The weather and seasonal variations of Jupiter and Uranus are tracked by Hubble.

Since its inception in 1990, NASA’s Hubble Space Telescope has been monitoring the ever-changing atmospheres of the outer planets, making it an invaluable interplanetary weather observer. While spacecraft missions to the outer planets have provided close-up views of these atmospheres, Hubble’s unparalleled sharpness and sensitivity allow for continuous and comprehensive observations of the complex activities over time.

The telescope’s observations complement those of other spacecraft, such as the Juno mission currently orbiting Jupiter, the retired Cassini mission to Saturn, and the Voyager 1 and 2 probes that flew by all four giant planets between 1979 and 1989. Inaugurated in 2014, the Outer Planet Atmospheres Legacy (OPAL) Program of the Hubble Space Telescope provides yearly views of the giant planets.

On November 12, 2022, the left image captured the stormy weather forecasted for Jupiter’s low northern latitudes. A distinct “vortex street,” composed of a series of alternating storms, was visible. Planetary astronomers refer to this phenomenon as a wave pattern of nested anticyclones and cyclones, resembling the gears of a machine moving both clockwise and counterclockwise.

Despite the possibility of an even larger storm forming through the merger of nearby storms, the staggered arrangement of anticyclones and cyclones prevents such an occurrence.
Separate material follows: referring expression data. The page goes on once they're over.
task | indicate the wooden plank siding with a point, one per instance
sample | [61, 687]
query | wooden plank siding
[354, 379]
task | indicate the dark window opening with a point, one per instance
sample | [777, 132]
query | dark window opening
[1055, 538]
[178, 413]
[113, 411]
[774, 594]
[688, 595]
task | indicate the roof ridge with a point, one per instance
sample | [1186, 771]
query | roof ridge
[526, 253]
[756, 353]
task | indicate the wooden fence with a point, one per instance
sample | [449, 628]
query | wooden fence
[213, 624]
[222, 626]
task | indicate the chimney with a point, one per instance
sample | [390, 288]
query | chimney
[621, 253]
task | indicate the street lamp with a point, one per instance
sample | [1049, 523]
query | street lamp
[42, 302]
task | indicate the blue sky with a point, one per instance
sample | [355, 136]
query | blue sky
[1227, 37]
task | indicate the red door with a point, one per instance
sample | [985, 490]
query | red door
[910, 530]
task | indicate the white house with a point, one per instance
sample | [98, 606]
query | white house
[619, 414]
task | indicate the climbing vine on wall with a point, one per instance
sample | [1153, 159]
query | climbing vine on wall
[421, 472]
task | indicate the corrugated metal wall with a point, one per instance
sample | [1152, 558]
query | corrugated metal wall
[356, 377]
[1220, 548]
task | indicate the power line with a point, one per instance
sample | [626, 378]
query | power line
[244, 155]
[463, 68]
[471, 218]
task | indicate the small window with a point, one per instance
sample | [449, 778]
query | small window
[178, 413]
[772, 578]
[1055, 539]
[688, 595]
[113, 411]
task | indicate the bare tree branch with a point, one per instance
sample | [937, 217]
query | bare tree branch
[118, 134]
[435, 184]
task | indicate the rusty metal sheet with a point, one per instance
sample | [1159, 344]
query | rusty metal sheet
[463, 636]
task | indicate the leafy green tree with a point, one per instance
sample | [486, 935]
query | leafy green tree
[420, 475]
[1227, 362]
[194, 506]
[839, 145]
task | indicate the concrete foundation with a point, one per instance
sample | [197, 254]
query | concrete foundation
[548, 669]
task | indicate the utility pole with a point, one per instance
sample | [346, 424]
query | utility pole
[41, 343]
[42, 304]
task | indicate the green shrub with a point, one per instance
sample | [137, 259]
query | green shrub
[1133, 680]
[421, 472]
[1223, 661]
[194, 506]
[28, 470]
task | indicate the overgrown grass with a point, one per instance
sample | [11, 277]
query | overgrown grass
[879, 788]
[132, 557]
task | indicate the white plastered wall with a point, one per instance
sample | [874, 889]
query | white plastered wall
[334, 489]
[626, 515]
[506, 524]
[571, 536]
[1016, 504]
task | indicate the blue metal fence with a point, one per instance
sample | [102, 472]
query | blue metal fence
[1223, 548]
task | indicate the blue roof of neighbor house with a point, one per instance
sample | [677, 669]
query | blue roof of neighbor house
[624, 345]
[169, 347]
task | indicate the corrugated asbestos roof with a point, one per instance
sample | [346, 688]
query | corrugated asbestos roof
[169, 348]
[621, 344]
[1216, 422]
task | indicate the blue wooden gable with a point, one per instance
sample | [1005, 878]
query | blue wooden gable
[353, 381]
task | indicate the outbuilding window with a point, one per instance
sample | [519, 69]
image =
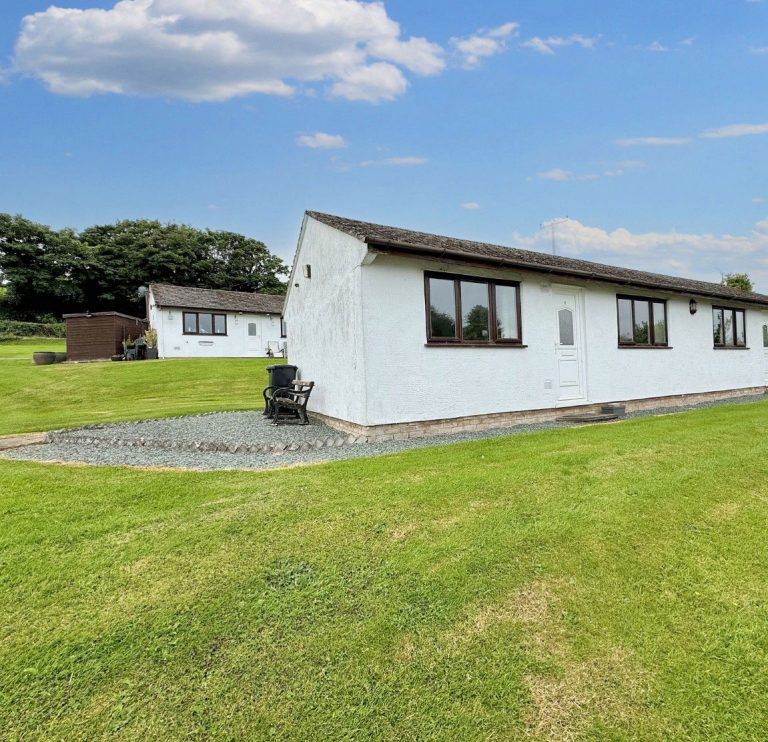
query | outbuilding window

Within these storms, activity can be observed, with thunderstorms present in both cyclones and anticyclones, a phenomenon that was not seen by the Hubble telescope in the 1990s but has emerged in the last decade. Hubble’s ability to detect differences in cloud heights and depths is evident from the strong color variations observed in the image.

This view of Jupiter’s vibrant cloud tops is interrupted by the photobombing orange moon, Io, which casts a shadow over the planet’s western edge. Thanks to the exceptional sharpness of the Hubble telescope, Io’s surface features can be clearly observed, including its mottled-orange appearance resulting from its numerous active volcanoes.
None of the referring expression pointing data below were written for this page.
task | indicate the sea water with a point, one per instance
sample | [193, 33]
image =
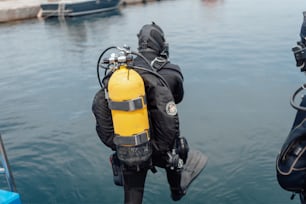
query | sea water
[239, 75]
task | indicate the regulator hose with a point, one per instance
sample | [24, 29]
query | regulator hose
[292, 101]
[98, 64]
[151, 70]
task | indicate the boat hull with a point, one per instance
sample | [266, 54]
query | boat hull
[70, 8]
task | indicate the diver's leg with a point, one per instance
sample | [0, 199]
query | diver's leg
[134, 182]
[174, 180]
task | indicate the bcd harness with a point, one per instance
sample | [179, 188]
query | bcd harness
[127, 101]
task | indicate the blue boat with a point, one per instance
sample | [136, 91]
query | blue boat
[7, 196]
[70, 8]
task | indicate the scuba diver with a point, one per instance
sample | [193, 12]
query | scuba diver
[137, 117]
[291, 161]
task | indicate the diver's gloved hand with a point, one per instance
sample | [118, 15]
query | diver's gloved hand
[174, 161]
[303, 29]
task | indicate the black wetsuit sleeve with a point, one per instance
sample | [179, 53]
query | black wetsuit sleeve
[104, 123]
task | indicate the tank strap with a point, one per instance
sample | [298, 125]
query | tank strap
[133, 140]
[130, 105]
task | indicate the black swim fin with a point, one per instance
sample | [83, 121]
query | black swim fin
[194, 165]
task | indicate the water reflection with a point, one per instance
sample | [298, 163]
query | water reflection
[212, 3]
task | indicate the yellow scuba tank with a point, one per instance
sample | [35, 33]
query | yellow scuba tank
[127, 102]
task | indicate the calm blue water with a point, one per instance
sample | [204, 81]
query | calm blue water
[239, 75]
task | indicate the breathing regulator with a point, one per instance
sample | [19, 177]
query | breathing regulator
[299, 52]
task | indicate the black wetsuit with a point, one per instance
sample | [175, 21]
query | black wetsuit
[164, 127]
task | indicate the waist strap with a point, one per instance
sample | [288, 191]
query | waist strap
[132, 140]
[129, 105]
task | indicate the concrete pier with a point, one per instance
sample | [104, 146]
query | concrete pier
[14, 10]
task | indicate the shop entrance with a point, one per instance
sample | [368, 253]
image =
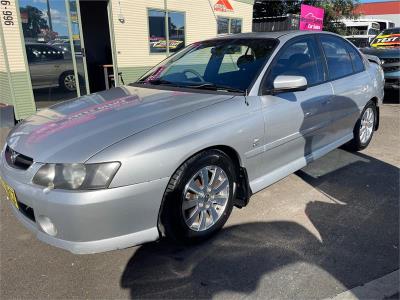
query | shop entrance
[68, 47]
[95, 27]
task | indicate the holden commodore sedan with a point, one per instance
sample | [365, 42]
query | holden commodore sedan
[171, 154]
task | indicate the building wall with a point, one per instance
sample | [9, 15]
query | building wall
[14, 68]
[132, 54]
[5, 88]
[132, 36]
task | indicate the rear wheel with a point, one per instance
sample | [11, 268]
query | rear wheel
[199, 197]
[364, 128]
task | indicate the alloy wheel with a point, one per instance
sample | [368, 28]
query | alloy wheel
[205, 198]
[367, 125]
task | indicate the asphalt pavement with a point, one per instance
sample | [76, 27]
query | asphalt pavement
[328, 228]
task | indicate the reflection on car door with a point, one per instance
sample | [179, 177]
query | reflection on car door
[296, 123]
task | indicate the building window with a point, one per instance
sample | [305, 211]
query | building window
[223, 25]
[158, 33]
[229, 25]
[176, 31]
[236, 26]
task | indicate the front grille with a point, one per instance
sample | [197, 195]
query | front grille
[27, 211]
[17, 160]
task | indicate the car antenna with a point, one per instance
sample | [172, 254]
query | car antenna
[245, 97]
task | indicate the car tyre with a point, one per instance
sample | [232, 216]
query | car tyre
[194, 210]
[364, 128]
[67, 81]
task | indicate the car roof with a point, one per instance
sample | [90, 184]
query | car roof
[272, 35]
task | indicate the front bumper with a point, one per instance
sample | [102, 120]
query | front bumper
[88, 221]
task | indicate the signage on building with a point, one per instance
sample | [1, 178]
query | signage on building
[311, 18]
[223, 6]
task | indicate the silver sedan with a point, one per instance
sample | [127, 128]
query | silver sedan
[172, 153]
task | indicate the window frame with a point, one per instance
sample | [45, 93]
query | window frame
[290, 42]
[166, 29]
[229, 24]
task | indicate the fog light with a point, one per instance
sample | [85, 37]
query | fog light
[46, 225]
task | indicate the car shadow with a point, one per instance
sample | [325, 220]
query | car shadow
[359, 232]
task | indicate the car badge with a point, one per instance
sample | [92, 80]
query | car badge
[14, 156]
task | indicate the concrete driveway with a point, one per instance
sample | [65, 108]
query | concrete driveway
[328, 228]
These volcanoes were first discovered during the Voyager 1 spacecraft’s flyby in 1979, and are a result of Io’s molten interior overlaid with a thin crust through which materials are ejected. The presence of sulfur in different hues at varying temperatures contributes to the moon’s colorful appearance.
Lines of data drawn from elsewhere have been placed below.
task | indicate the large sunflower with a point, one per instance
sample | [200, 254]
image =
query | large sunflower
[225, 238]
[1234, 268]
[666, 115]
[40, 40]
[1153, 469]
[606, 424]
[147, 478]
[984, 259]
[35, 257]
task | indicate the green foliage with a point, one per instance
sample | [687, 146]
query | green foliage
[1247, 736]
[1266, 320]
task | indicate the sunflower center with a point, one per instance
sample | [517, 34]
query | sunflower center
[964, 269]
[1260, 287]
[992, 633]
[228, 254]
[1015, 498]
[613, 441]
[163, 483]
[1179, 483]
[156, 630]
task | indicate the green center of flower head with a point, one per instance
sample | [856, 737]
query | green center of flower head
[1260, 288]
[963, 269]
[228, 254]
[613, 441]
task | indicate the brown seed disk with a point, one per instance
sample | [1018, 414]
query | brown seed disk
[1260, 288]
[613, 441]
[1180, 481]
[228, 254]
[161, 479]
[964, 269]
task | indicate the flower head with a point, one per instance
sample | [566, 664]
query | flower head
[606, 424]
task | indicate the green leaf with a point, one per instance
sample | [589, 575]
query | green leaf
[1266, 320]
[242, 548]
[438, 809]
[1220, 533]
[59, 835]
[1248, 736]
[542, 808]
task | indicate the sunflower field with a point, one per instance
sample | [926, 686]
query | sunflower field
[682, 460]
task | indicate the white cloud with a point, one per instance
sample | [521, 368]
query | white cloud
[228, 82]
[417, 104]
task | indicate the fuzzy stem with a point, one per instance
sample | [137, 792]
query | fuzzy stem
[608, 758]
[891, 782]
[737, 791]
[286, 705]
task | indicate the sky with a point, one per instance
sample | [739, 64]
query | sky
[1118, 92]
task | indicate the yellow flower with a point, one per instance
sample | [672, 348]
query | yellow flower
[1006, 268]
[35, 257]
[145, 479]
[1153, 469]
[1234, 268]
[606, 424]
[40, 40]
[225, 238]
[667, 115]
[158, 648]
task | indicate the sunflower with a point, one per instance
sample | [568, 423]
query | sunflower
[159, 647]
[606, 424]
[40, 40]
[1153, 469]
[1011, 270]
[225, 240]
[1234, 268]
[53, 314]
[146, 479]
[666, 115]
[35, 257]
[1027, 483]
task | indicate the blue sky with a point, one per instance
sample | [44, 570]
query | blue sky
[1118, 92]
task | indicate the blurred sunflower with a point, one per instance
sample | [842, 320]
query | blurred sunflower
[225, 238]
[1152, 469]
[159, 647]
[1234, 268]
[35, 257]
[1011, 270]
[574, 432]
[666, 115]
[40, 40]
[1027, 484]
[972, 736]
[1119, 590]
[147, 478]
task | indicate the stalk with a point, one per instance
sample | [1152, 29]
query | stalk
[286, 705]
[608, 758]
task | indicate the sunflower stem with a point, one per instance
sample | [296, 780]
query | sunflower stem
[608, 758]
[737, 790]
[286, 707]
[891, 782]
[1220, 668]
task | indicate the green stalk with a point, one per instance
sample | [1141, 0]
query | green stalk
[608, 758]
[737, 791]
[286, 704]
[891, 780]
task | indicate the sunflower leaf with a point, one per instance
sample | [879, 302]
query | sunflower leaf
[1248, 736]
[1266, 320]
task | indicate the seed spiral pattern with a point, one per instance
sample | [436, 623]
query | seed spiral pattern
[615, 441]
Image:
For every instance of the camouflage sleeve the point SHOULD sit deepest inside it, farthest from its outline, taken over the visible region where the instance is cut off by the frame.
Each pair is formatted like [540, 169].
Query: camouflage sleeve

On January 6, 2023, an image was captured of Jupiter’s famous Great Red Spot, which takes center stage in the frame. Despite being large enough to engulf the Earth, the vortex has actually shrunk to its smallest size in recorded history dating back 150 years.

In the lower right corner of the image, Jupiter’s largest moon, Ganymede, can be seen transiting the planet. With a surface area slightly larger than that of Mercury, Ganymede is the largest moon in the solar system.

The moon’s primarily water-ice surface is heavily cratered, and apparent glacial flows are driven by its internal heat. It’s worth noting that the photo is smaller in size because Jupiter was situated 81,000 miles farther from Earth when it was taken.

Uranus, a peculiar planet in our solar system, follows an unusual 84-year orbit around the sun while rolling on its side instead of spinning in a more upright position like Earth. This is due to its abnormally titled “horizontal” rotation axis, angled just eight degrees off the plane of the planet’s orbit.

One prevailing theory suggests that Uranus was destabilized by a massive moon and subsequently collided with it. Other potential explanations include significant impacts during planetary formation or the impact of giant planets exerting resonant torques on each other over time.

The consequences of Uranus’ tilt are intriguing, with stretches of time lasting up to 42 years where certain hemispheres experience total darkness. During the 1980s when the Voyager 2 spacecraft visited, Uranus’ south pole was nearly directly facing the sun.

However, Hubble’s latest observations indicate that the northern pole is now tilting towards the sun.

In 2014, the Hubble telescope captured an image of Uranus during the OPAL program, seven years after the northern spring equinox. The photo reveals multiple storms with methane ice-crystal clouds in mid-northern latitudes, above the planet’s cyan-tinted lower atmosphere.

The rings, which were previously photographed edge-on in 2007, began to open up in this image. During this time, the planet also had several small storms and faint cloud bands.

Fast-forward to 2022, and a new image shows Uranus’s north pole covered in a thick photochemical haze, similar to smog over cities. There are also several small storms near the edge of the polar haze boundary. Hubble has been tracking the size and brightness of the north polar cap, which continues to grow brighter each year.

Astronomers are working to understand the various factors that control how the atmospheric polar cap changes with the seasons, including atmospheric circulation, particle properties, and chemical processes.

As the northern summer solstice approaches in 2028, the cap may grow even brighter, and the ring system will be face-on when aimed directly toward Earth, allowing for better views of the rings and north pole. The image was captured on November 10, 2022.